Human Obituaries
From ANIMAL PEOPLE, November 2002:
Eugene Underwood, 71, who died on February 27, was honored
in August when the Asociacion Humanitaria Para La Proteccion Animal
de Costa Rica dedicated in his honor a new humane education video
produced by Tom Rorstad, Richard Whitten, and Diana Fernandez.
Formerly senior vice president and general counsel for the American
SPCA in New York City, Under-wood retired to Ciudad Cariari, Costa
Rica, in 1995. An active member of the AHPPA, Underwood led
opposition to recreational bowhunting of feral pigs on Cocos Island.
Celina Valentino, “a Brazilian activist known as Celina of
the Lions and Horses due to her restless dedication to save neglected
horses and abused lions from circuses, was brutally murdered on
September 11th, in her house, in the city of Sao Paulo, Brazil,”
according to an e-mail alert distributed by the National Forum for
Animal Protection and Defense. “In the last six years she rescued
and retired over 2,000 abused horses and several circus animals as
well,” the alert continued. “The crime is being investigated but it
is known for sure that the motive was not robbery. There is
speculation that it was vengeance.”
Edward “Ned” Lynas, 62, co-founder of the Swiss-based ORES
marine mammal research project, and director since 1978 of the ORES
whale research station at Bergeronnes, Quebec, died in early
September 2002 from cancer. “To the happiness of all of us, he was
able to spend most of the summer in Bergeronnes, and even was able
to come out on the water,” wrote his longtime co-researcher Ursula
Tscherter. “On one of his last outings he met the minke whales he
knew best and loved,” known to him by name as Owl Eyes, Tin
Whistle, Bisou, Drapeau, and Witch’s Hat.”

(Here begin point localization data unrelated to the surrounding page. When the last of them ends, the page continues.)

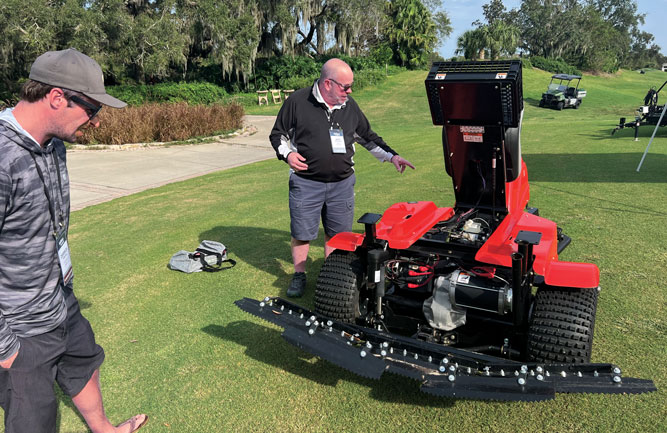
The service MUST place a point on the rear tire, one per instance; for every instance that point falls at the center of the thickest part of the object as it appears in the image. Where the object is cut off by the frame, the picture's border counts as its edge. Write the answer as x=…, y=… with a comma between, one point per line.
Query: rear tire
x=561, y=326
x=340, y=281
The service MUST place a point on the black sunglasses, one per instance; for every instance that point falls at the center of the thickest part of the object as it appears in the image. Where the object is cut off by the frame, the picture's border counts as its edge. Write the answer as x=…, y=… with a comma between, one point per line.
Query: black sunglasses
x=91, y=110
x=345, y=87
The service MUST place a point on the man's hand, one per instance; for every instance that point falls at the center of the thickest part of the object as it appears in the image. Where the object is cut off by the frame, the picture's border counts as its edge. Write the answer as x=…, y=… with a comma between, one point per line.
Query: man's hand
x=400, y=163
x=7, y=363
x=297, y=162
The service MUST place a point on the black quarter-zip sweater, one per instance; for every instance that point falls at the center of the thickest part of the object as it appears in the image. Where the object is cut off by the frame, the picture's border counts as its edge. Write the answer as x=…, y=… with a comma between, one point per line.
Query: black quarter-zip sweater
x=303, y=124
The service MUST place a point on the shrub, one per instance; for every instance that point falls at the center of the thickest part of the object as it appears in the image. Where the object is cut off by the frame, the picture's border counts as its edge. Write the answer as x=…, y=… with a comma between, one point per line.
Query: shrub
x=192, y=93
x=163, y=122
x=555, y=66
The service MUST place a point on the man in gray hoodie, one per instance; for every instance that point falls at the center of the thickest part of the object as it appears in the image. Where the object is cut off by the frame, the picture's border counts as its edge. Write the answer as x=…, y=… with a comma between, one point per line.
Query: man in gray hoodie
x=43, y=336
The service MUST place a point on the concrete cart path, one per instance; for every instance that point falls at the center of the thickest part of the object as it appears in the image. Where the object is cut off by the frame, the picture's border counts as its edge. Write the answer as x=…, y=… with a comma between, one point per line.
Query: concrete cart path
x=97, y=176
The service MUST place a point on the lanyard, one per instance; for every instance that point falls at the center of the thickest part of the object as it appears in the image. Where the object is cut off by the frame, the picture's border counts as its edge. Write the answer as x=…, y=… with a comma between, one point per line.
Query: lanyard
x=52, y=209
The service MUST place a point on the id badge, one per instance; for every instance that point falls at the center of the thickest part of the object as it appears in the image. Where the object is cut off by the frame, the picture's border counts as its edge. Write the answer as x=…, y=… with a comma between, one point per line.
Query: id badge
x=64, y=257
x=337, y=140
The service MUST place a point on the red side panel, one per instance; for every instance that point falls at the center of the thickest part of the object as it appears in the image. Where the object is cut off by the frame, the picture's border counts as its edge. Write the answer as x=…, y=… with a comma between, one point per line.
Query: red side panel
x=570, y=274
x=500, y=246
x=404, y=223
x=517, y=192
x=346, y=241
x=401, y=226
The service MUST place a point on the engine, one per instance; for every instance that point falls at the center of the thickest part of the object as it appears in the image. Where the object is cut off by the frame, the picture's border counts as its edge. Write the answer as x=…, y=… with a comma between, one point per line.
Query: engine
x=444, y=288
x=454, y=293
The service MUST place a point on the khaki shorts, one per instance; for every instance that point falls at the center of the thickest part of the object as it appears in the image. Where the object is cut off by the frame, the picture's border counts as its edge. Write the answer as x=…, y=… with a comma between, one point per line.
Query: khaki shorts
x=310, y=200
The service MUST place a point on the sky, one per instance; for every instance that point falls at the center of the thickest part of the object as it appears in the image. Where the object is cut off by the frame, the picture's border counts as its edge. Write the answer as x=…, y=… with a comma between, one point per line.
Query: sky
x=463, y=12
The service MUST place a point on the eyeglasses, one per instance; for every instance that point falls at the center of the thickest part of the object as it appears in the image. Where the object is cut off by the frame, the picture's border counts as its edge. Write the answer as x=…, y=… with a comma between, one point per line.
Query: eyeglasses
x=91, y=110
x=345, y=87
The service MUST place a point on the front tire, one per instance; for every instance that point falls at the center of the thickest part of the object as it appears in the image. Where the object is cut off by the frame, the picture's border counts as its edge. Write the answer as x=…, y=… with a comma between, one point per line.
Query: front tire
x=561, y=326
x=339, y=285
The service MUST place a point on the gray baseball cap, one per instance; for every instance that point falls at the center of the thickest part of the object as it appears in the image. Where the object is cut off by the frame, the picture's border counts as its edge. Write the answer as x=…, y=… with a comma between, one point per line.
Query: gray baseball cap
x=73, y=70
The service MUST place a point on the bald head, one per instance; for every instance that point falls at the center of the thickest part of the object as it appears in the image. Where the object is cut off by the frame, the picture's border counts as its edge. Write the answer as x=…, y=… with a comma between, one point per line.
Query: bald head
x=333, y=68
x=335, y=82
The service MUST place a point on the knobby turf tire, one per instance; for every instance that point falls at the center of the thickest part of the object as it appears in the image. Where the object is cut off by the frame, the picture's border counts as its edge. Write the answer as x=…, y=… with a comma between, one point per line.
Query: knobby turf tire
x=562, y=324
x=338, y=285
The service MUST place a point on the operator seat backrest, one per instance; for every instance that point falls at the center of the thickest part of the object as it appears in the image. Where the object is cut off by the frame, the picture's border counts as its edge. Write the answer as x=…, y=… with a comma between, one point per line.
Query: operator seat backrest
x=513, y=151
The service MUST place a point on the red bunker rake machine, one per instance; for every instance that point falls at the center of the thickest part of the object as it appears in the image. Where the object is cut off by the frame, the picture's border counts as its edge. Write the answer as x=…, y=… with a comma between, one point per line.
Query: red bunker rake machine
x=470, y=300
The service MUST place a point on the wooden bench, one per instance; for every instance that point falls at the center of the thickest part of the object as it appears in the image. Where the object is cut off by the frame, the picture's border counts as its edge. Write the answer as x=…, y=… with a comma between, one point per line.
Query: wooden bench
x=262, y=97
x=277, y=98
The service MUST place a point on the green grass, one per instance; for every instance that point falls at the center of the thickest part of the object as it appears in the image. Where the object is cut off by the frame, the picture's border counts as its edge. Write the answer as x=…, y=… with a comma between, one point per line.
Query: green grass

David J. St. Aubin, 50, director of research and veterinary
services at the Mystic Aquarium in Mystic, Connecticut, since 1993,
died from cancer on September 10, four days after his second
marriage. Born in Hudson, Quebec, St. Aubin taught at Guelph
University in Toronto for 18 years, but was best known for studies
of beluga whales, narwals, walruses, and sea lions in the Arctic.
Althea Griffin, 85, president of the South Shore Humane
Society in Braintree, Massachusetts, since helping to found it in
1975, died on September 22 in Weymouth, her home since 1954. Among
the last active humane workers whose careers began when humane
societies still commonly ran orphanages, Griffin came to animal
advocacy through nearly two decades of work as a pediatric nurse’s
aide. Boston Patriot Ledger obituarist Cathleen Genova remembered
Griffin for frequent visits to the Massachusetts State House, where
she lobbied against fur trapping, circuses, and greyhound racing.
Katilyn Ann Plante, 9, of Orange County, North Carolina,
on September 22 begged her father to stop his car to let her remove a
turtle from Jones Ferry Road. When he did, she ran in front of an
SUV driven by Barbara Strickland, 57, of Chapel Hill. Strickland
swerved into a power pole as she tried unsuccessfully to miss Plante,
and was herself injured.
S.T. Vanchinathan died recently in Chennai, India.
Vanchinathan in 1985 accepted election as district governor of Lions
International District 324-A by declaring that, “For 70 years the
Lions have been known the world over as people working for people.
In my term as governor, I would also like them to be known as people
working for animals.” Vanchinathan then created the Lions cabinet
post of district chair for animal welfare, appointed Blue Cross of
India cofounder Chinny Krishna to fill it, and arranged for the
Lions to give the Blue Cross an animal rescue ambulance.
Joseph Nathan Kane, 103, died on September 22 in West Palm
Beach, Florida. Self-described as a “factualist,” short for
“compiler of historical trivia,” Kane enjoyed his first success as
an author with Famous First Facts (1933), which established–among
thousands of other obscure points–that the first sheep were brought
to the future U.S. in 1609, and the first camels arrived in 1721.
His best-remembered work about animals was What Dog Is That? (1944),
believed to be the first book to catalog the characteristics of every
breed recognized by the American Kennel Club.